ESA is using the instrument to simulate the data that will eventually be returned by LSTM, which will provide systematic measurements of the temperature of the land surface, promising to be a game-changer for urban planners and farmers, for example.
Both space agencies are working together closely to make most use out of the two missions in a synergetic manner, including JPL’s Surface Biology and Geology mission.
In fact, this collaboration is part of the overall objective of working together to lead a response to climate change – the NASA–ESA Framework Agreement for a Strategic Partnership in Earth System Science, which was signed recently.
The world has already warmed by about 1.1°C since the industrial era began and temperatures are set to keep rising unless greenhouse gas emissions are cut drastically.
Heatwaves appear to be increasing in frequency, intensity and duration because of human-induced climate change. June has been a harsh reminder of what is in store.
For several consecutive days in mid-June, many European cities endured air temperatures above 40°C.
Europe wasn’t alone in its suffering this June.

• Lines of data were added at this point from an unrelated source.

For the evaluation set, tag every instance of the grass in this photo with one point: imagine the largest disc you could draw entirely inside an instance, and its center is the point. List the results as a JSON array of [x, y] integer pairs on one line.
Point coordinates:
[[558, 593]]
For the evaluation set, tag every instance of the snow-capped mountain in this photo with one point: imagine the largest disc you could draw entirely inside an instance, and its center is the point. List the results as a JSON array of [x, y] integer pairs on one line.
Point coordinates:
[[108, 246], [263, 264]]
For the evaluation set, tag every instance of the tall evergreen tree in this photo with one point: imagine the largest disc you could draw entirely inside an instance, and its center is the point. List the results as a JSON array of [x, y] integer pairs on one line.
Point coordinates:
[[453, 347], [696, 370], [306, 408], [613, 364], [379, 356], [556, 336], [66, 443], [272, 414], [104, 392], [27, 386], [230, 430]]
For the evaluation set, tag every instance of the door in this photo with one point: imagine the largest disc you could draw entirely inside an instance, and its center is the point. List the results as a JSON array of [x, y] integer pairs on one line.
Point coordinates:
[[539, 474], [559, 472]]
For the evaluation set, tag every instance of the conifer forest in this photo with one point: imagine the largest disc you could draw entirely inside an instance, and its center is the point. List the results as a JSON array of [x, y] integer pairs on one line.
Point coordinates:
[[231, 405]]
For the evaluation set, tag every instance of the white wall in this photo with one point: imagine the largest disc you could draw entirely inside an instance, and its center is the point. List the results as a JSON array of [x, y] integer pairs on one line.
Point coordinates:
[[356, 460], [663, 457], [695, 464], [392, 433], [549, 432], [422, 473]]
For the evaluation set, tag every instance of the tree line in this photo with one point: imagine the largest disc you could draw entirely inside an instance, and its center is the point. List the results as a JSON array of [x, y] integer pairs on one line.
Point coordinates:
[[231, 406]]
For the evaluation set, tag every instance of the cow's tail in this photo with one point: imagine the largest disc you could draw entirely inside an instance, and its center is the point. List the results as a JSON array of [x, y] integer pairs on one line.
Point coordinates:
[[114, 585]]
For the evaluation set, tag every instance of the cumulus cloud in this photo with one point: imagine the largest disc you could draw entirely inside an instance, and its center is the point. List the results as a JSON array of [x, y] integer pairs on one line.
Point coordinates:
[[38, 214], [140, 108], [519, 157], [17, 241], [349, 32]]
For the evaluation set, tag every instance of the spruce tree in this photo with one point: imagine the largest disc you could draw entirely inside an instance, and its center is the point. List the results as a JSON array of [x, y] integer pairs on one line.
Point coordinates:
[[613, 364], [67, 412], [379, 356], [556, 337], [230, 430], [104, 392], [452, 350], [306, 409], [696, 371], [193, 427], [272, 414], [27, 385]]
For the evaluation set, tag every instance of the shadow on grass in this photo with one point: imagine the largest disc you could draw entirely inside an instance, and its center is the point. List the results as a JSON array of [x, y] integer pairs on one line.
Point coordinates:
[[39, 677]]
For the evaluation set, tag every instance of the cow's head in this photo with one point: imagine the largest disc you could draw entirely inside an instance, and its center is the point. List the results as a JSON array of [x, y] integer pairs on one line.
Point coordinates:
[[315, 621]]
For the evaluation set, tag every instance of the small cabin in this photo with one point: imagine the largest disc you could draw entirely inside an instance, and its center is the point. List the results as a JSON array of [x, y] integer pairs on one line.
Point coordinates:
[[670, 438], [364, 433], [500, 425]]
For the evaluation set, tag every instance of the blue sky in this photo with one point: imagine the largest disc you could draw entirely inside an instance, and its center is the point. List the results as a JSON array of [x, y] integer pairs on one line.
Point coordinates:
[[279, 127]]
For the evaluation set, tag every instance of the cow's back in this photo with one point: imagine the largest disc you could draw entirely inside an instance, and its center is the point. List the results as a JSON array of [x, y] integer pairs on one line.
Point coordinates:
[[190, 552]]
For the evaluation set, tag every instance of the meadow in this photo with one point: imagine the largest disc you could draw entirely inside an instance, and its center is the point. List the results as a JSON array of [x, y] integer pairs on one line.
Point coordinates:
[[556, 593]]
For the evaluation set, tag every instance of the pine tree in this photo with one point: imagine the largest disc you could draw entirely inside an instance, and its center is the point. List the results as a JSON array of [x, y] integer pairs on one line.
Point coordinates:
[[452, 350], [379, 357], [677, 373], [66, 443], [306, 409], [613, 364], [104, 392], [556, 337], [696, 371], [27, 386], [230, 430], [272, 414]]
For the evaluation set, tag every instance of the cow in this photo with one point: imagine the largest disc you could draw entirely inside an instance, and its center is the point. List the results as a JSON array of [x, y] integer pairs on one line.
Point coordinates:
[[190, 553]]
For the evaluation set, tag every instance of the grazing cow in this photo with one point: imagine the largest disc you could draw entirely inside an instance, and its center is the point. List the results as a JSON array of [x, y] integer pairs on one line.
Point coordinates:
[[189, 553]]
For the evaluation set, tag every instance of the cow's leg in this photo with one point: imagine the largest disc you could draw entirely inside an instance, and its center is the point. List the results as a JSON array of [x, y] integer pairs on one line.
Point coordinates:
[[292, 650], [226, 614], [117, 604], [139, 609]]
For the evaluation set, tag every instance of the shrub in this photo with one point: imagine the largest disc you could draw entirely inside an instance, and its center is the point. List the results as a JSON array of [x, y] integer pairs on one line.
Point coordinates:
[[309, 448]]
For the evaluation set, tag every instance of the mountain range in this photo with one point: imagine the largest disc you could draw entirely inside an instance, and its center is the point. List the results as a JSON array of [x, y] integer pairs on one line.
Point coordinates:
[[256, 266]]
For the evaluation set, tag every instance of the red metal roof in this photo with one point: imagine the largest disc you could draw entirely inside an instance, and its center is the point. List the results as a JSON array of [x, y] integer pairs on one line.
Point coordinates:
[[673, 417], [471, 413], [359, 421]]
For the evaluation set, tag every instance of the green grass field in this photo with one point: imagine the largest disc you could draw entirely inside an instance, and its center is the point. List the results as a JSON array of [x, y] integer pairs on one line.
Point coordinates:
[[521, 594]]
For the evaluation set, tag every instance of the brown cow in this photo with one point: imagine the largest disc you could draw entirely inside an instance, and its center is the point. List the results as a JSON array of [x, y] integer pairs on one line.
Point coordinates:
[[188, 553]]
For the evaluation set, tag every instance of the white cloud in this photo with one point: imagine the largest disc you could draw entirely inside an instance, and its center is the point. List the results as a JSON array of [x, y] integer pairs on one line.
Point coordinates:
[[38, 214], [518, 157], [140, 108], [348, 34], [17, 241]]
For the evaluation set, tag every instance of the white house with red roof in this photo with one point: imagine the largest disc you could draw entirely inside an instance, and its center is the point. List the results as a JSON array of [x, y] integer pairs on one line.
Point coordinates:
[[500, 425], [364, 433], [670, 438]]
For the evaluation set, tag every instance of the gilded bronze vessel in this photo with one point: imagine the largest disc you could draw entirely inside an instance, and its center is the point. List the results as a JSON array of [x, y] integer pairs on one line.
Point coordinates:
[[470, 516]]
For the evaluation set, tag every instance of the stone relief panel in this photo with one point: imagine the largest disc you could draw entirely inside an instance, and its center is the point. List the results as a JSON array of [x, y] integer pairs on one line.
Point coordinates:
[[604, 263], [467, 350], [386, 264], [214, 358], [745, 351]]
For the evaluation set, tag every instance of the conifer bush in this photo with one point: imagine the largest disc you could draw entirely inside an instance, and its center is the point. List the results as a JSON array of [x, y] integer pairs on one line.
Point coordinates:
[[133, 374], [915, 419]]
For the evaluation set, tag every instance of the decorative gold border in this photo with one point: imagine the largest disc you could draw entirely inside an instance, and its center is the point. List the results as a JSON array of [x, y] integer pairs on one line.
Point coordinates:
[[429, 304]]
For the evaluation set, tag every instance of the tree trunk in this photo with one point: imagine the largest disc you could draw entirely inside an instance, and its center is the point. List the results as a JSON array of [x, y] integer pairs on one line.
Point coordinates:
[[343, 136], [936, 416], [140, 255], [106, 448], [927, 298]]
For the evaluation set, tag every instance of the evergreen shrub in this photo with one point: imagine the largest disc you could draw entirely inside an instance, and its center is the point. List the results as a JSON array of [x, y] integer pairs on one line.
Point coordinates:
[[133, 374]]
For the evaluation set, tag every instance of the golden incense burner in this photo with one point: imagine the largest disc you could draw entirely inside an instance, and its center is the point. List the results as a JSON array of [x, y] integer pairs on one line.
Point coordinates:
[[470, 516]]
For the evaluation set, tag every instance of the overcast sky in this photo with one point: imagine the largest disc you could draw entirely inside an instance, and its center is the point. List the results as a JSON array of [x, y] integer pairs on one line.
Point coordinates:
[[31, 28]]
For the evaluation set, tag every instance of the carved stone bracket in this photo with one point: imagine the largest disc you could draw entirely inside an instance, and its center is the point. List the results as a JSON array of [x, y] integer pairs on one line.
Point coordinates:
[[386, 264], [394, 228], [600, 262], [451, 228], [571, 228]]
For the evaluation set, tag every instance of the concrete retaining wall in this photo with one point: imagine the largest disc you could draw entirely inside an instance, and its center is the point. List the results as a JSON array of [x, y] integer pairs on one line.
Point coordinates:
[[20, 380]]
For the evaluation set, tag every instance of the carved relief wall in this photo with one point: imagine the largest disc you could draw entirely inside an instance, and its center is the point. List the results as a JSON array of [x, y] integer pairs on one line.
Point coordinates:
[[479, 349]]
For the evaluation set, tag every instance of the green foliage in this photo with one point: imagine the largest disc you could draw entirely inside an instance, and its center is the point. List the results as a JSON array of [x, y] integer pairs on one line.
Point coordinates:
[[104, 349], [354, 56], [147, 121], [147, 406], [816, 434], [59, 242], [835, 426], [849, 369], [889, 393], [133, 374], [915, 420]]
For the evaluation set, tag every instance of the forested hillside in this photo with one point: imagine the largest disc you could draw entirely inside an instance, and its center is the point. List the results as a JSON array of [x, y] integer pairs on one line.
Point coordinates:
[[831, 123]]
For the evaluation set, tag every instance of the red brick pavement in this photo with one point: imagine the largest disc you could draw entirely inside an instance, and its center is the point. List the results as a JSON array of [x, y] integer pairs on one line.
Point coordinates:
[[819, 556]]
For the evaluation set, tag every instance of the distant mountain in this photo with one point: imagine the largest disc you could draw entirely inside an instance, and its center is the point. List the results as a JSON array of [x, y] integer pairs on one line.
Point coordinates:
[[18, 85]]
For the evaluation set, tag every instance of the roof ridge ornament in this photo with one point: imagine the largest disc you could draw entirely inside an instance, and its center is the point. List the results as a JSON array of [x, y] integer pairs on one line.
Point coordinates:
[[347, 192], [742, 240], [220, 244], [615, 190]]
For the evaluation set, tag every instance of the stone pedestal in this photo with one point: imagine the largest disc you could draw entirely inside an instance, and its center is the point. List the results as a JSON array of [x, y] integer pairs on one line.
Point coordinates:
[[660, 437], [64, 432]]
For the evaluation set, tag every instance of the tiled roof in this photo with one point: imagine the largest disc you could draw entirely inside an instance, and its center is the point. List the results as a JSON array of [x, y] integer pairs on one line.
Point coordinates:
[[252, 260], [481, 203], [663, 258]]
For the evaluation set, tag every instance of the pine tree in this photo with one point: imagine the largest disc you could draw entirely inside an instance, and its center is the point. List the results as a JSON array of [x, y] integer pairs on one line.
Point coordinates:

Tokyo in Japan notched up air temperatures above 35°C for five days in a row, making it the worst documented run of hot weather in June since records started in 1875. In the US, by 15 June, nearly one-third of the population was under some form of heat advisory.
The city images here show land-surface temperatures in Milan, Paris and Prague on 18 June in the early afternoon. For comparison the wider view of land-surface temperature across much of Europe below was taken by the Copernicus Sentinel-3 mission on 18 June, slightly earlier in the day.